Attached is the report. What the doctor basically told me is my heart is thick but not insane thick. He knows I have been on AAS/HRT for 10yrs and from his opinion unless I start increasing doses or doing more cycles my heart thickness will not get thicker. But it shouldn't be where it's at now and it should be reversed. He said chances of future heart disease are much greater with a thick heart. He said the only way to decrease the thickness is to keep blood pressure under control, keep body weight in general under control, and add cardio. Anyone with experience can you read the lab and let me know how thick or bad my heart is? I obviously don't want it to get any worse but clearly I would like to do some cycles in the future.
Make sure gotgame sees this as he's the most qualified to answer this. Also, Muscledoc1 happens to be a cardiac sonographer
It's weird how any issues I have ever seen on my echo are the opposite of yours. The one think that stood out to me was your EF decreased from 63 to 51. Not that 50-51 is that bad, but it's at the low end of the normal range and the 12% decrease is worth monitoring.

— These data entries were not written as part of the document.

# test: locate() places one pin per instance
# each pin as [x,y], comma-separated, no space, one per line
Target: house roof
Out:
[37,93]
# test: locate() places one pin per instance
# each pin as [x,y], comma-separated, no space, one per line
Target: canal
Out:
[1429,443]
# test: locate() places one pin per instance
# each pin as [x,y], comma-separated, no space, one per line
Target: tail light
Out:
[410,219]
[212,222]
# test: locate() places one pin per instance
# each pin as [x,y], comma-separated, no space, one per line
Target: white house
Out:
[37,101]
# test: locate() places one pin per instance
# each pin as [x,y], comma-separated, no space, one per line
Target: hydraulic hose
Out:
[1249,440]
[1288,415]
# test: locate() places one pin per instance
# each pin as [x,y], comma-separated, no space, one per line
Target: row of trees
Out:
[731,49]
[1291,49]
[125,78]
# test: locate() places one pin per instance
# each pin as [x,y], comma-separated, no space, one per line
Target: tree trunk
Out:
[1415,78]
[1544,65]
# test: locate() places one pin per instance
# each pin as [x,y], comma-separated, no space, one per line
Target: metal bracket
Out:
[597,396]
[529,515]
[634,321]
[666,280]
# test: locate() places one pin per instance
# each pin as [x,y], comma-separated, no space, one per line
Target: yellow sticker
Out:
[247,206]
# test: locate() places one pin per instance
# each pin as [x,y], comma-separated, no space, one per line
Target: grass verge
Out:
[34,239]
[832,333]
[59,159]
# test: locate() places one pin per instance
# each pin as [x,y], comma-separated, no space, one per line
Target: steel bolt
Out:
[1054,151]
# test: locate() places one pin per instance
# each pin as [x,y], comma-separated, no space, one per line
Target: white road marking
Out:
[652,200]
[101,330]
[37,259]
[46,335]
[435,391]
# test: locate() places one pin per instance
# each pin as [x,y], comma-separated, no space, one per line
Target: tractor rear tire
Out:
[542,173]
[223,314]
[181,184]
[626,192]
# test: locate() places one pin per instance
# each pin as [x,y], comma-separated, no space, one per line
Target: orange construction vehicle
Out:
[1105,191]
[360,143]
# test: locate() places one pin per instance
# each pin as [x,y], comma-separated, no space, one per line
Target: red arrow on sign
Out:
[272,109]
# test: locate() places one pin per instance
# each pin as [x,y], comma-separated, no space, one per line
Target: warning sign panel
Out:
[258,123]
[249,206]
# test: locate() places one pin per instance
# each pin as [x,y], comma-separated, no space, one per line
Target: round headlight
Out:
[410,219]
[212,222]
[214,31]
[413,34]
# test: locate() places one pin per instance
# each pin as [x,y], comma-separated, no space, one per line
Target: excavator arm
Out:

I don't know what supplements, if any, you take, but if I were you, I'd buy the following supplements. These have all been proven to reduce EF. I take them all and my EF is 60%, which is an INCREASE from 55%.
- arjuna gold from amazon (2 caps daily)
- d-ribose (15g-20g daily). That would be absolutely mandatory and it's an easy purchase.
- pine bark extract aka pycnogel
- ubiquinol (assuming you take this already because if you don't, what are you thinking??)
I believe if you don't buy these, you don't care enough about your health. They have too much positive data on them and it's a drop in the bucket financially. Don't be a cheap bastard. Just google all their effects on EF and invest in your health. My apologies if you already take them.
As for the other results on the echo regarding the thickness, I don't want to pretend to be an expert but I probably know more than most people on here since I've had a whole lot of echos. Admittedly, I only have paid attention to the results I get that are either not good or borderline, but at the end of the day, the solution is the same. Keep blood pressure low, maintain a low resting heart rate, take these supplements (anyone who tries to argue these supplements aren't worth it for heart health without reading the data on them...screw you).
Curcumin...if you don't already take it, take it (duh)
I'd definitely add an ARB, preferably Telmisartan. This is very important. Too many reasons why. Google it if you don't know why. See if you can get an RX or get it online easily.
And metformin. I am saying this without knowing your A1C and fasting blood glucose levels but it's worth the few cents it costs to take.
As for cardio, do HIIT cardio. CHALLENGE yourself. 3x per week.
But what do I know, I only have perfect bloodwork (sometimes hct/hgb goes up), perfect blood presssure and an improved echo cardiogram after nearly dying 3 years ago.
My apologies for the tone of the post! Just want to get my point across before the anti-supplement nazis who don't read about them try to argue.